Trade deals such as the North American Free Trade Agreement have promised a boost in exports of agricultural products, as well as many past trade deals. For the past 30 years, despite an addition of about 15 trade agreements, the export of U.S. corn, soybeans and wheat exports has stayed at approximately 100 million metric tons, showing there hasn’t been a huge boost in exports as promised.
Some independent farmers feel that big corporations will benefit most from the trade deal, as they tend to only look for the cheapest products from all around the world. Independent farmers believe the trade deals should benefit the environment and protect American farmers rather than help big businesses.
“In 2015 we had a 1 billion-pound beef trade deficit with TPP [countries], and we think we’ll see more of the same with this trade agreement,” Maas said.
Trade can benefit the U.S. by helping the country receive products that aren’t grown in America such as coffee beans and bananas, according to Greenes. However, Maas sees trade as more competition for U.S. farmers, namely due to differences in labor practices.
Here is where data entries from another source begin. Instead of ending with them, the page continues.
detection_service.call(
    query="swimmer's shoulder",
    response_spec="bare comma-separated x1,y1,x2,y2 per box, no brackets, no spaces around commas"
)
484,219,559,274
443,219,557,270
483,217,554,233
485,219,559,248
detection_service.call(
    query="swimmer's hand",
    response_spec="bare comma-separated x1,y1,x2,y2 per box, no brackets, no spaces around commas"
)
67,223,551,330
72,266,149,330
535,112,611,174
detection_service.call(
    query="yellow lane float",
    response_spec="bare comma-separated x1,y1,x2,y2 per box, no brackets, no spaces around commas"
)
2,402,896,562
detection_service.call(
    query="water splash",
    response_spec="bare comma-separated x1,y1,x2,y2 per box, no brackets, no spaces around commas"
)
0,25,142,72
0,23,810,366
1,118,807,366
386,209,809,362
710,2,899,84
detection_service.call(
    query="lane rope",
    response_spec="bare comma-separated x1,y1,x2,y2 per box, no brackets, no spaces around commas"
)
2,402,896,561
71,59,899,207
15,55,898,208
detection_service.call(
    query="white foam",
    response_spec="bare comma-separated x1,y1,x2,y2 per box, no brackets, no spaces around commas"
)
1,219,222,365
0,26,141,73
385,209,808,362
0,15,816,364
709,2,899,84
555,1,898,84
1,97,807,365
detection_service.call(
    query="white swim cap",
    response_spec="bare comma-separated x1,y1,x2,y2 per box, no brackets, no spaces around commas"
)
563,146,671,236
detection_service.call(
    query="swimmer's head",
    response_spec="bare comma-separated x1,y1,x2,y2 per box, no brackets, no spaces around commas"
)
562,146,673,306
“We need to make sure that other countries where we do business there are some comparable labor-environmental standards, and make sure we’re not getting cheap imported food at the expense of workers in other countries and at the expense of environmental protection in other countries as well,” Maas said.
Some critics compare the deal to past trade deals such as NAFTA, but unlike NAFTA, the TPP does not include China or Russia, two economic superpowers.
The TPP features countries such as Japan, Canada, Vietnam and Australia, whose economies are growing rapidly, creating potential for them to be major trade partners with the US.
Grennes described how different and complicated it is to work with trade partners with growing economies.
“It’s a completely different region, it’s a vastly growing region and the other point is it’s a region that starts with very high trade barriers,” Grennes said. “Japan being an extreme case, the argument they use in Japan is, ‘We suffered after World War II, some of our people starved to death, so we must be food independent.’”
The Obama administration has also claimed that this will lessen the economic influence of China in the region of Southeast Asia, as they are not part of the trade agreement.